CONSTRUINDO CIDADANIA
Os teóricos da cidadania criam um mito ancestral para mostrar a necessidade de uma organização social, que constitua o homem como cidadão. Etimologicamente “cidadão” é o habitante da cidade, ou, segundo os antigos gregos, o homem livre que participa da vida e da organização da “cidade-estado”, a polis. Os cidadãos do Império Romano se distinguiam dos bárbaros, afirmando que seguiam leis, enquanto os bárbaros eram arbitrários.
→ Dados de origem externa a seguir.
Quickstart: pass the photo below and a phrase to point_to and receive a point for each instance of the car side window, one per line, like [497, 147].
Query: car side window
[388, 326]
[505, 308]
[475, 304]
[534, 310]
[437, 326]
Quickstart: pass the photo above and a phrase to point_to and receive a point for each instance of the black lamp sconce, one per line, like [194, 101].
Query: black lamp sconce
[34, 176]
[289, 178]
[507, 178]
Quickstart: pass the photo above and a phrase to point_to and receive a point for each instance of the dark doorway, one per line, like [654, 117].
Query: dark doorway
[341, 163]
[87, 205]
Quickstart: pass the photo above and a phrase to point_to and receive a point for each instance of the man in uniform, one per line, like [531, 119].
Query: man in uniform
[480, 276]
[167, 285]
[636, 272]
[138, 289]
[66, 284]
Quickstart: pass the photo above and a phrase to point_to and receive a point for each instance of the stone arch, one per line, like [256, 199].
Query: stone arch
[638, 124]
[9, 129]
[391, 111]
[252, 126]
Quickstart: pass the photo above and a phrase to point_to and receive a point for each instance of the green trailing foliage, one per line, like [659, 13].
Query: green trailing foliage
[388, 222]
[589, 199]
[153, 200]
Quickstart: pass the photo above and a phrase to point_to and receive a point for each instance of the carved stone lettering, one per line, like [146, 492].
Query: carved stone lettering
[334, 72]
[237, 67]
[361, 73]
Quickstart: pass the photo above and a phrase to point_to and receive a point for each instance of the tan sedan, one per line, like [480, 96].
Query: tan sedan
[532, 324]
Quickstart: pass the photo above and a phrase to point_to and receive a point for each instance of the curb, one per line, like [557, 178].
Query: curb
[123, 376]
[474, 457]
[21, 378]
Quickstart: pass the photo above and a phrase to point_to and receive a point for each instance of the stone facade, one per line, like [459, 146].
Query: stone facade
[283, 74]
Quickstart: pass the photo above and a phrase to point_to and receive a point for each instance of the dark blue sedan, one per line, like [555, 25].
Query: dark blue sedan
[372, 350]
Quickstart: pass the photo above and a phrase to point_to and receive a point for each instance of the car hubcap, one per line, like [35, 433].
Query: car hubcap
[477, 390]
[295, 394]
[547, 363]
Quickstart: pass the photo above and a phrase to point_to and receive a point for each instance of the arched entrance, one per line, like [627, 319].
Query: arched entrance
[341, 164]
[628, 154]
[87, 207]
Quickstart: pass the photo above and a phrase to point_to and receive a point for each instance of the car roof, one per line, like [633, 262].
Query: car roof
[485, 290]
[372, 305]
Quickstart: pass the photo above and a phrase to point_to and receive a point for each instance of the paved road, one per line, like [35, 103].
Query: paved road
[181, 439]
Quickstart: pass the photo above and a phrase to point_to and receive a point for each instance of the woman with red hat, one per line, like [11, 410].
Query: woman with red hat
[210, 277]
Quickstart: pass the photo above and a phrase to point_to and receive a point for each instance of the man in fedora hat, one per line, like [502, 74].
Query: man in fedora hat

Diante das múltiplas situações históricas em que encontramos homens com cidadania e homens sem cidadania, no período do pensamento moderno, os filósofos Hobbes e Rousseau criaram a teoria do “contrato social”, para explicar a passagem da humanidade dum período sem cidadania para o estado cidadão. Hobbes e Rousseau criam o mito do “estado de natureza” da humanidade. Um estado em que cada um seguia apenas a dinâmica de sua natureza. Ninguém precisava de chefe, de governo, de propriedade particular. Tudo estava à disposição de todos. A terra era de todos. Os homens eram livres e se guiavam pelos impulsos de sua natureza.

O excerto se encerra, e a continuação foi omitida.